Non solo. La crisi potrebbe dunque costituire il crogiolo per una ridefinizione dei rapporti di forza economici a livello mondiale, ma anche le maggiori potenze – inclusa la Cina, che pare essere uscita per prima dalla fase acuta della pandemia – difficilmente potranno agganciare la cosiddetta
ripresa a V, in un contesto di pesante contrazione della domanda che accomuna e accomunera’ tutti i mercati del globo.

LE ALTRE ECONOMIE ASIATICHE

Non è finita qui. Anche la Banca asiatica di sviluppo (Asian Development Bank, Adb) ha formulato questa settimana proiezioni sostanzialmente in linea con quelle della Banca mondiale.
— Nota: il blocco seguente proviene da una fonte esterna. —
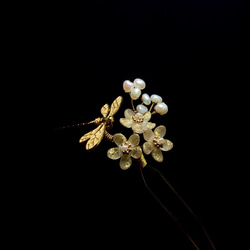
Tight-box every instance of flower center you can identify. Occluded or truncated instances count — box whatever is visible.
[132,113,144,123]
[120,142,132,155]
[153,136,164,148]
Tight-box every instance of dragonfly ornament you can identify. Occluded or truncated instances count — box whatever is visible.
[55,78,215,249]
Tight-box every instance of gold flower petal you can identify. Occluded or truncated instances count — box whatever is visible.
[143,142,154,155]
[124,109,135,119]
[120,155,132,170]
[113,133,127,146]
[107,148,121,160]
[160,140,174,151]
[143,111,151,122]
[128,134,140,146]
[147,122,156,129]
[132,122,144,134]
[154,125,167,138]
[120,118,132,128]
[143,128,155,142]
[152,147,163,162]
[131,147,142,159]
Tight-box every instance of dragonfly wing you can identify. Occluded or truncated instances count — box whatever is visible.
[79,126,99,143]
[109,96,122,116]
[101,104,109,118]
[86,123,106,150]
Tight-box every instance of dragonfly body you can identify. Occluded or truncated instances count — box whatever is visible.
[79,96,122,150]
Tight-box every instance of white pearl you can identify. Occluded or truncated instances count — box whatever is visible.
[134,78,146,89]
[136,104,148,114]
[151,95,162,103]
[123,80,134,93]
[141,94,151,105]
[154,102,168,115]
[130,88,141,100]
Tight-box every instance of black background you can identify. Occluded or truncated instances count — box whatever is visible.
[29,0,249,249]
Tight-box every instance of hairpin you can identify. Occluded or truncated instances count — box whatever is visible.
[55,78,215,249]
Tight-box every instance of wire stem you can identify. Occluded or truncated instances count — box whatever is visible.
[147,166,215,250]
[140,169,199,250]
[54,120,95,130]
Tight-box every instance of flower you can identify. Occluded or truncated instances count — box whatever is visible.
[143,125,173,162]
[120,109,156,134]
[107,133,142,170]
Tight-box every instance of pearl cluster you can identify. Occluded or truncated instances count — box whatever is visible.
[123,78,168,115]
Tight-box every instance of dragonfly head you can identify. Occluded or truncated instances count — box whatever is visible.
[106,116,114,130]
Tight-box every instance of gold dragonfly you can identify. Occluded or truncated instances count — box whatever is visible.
[79,96,122,150]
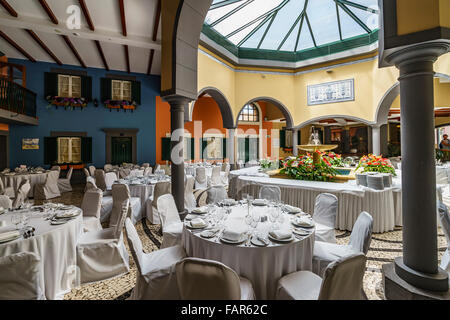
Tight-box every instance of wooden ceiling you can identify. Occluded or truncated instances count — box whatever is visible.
[0,0,161,75]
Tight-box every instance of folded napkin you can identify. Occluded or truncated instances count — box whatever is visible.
[269,229,292,240]
[0,230,20,241]
[191,218,206,228]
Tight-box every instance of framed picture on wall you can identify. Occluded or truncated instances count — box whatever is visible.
[307,79,355,106]
[22,138,39,150]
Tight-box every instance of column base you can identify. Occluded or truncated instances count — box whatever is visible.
[394,257,449,292]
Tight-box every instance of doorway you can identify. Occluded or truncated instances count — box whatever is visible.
[111,137,133,165]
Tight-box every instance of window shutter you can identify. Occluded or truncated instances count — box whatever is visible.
[81,76,92,102]
[100,78,112,102]
[280,130,286,148]
[222,138,227,159]
[131,81,141,105]
[161,138,171,161]
[81,137,92,163]
[44,72,58,98]
[44,137,58,165]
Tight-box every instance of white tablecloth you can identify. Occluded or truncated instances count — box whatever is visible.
[182,206,314,299]
[0,209,83,300]
[230,168,402,233]
[0,172,48,197]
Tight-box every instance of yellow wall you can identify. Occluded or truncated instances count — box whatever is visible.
[198,46,450,126]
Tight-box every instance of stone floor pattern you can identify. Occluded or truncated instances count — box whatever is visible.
[36,186,447,300]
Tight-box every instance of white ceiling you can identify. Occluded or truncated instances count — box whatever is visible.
[0,0,161,75]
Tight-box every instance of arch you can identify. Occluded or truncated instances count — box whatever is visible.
[375,73,450,126]
[184,87,235,129]
[294,114,374,129]
[235,97,294,129]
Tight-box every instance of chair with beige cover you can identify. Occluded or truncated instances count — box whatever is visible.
[0,252,45,300]
[277,253,366,300]
[77,201,130,284]
[312,193,338,243]
[58,167,73,193]
[125,219,186,300]
[175,258,255,300]
[81,189,103,232]
[157,193,183,248]
[12,179,30,209]
[34,171,61,200]
[146,181,170,224]
[109,183,141,227]
[313,211,373,277]
[0,179,16,198]
[0,195,12,209]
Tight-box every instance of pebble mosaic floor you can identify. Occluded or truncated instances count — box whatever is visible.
[36,186,447,300]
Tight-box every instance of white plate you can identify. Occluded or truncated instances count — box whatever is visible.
[267,233,294,242]
[219,234,247,244]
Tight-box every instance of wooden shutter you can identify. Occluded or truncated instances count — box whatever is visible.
[81,76,92,102]
[81,137,92,163]
[44,72,58,98]
[44,137,58,165]
[100,78,112,102]
[222,138,228,159]
[161,138,171,161]
[280,130,286,149]
[131,81,141,105]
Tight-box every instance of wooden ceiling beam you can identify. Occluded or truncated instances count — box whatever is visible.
[94,40,109,71]
[61,35,86,68]
[0,30,36,62]
[39,0,58,24]
[78,0,95,31]
[0,0,19,18]
[25,29,62,65]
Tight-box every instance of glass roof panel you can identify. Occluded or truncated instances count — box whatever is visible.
[205,0,379,52]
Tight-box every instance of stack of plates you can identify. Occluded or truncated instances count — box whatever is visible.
[367,174,384,190]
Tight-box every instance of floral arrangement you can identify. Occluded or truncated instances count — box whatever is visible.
[356,154,396,176]
[280,153,337,181]
[46,96,88,109]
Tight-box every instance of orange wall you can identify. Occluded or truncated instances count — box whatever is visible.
[156,97,273,164]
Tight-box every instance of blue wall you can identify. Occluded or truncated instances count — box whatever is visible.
[8,59,161,168]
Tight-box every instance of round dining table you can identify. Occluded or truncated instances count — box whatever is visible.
[182,204,315,300]
[0,171,50,198]
[0,207,83,300]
La banca d’investimento con sede a Manila prevede che la crescita delle economie emergenti nella regione dell’Asia-Pacifico subira’ quest’anno una significativa battuta d’arresto, collocandosi complessivamente al 2,2% per effetto della pandemia di coronavirus.

Lo scorso anno “l’Asia in via di sviluppo” – denominazione con cui viene sostanzialmente indicata la macro-regione asiatica, esclusi Giappone, Australia e Nuova Zelanda – aveva conseguito una crescita complessiva del 5,2%. “Nessuno può dire oggi quanto possa diffondersi la pandemia di Covid-19, e il contenimento potrebbe richiedere tempi più lunghi rispetto a quelli pronosticati”, ha avvertito il capo economista della banca internazionale con sede a Manila, Yasuyuki Sawada. Ancora incertezza.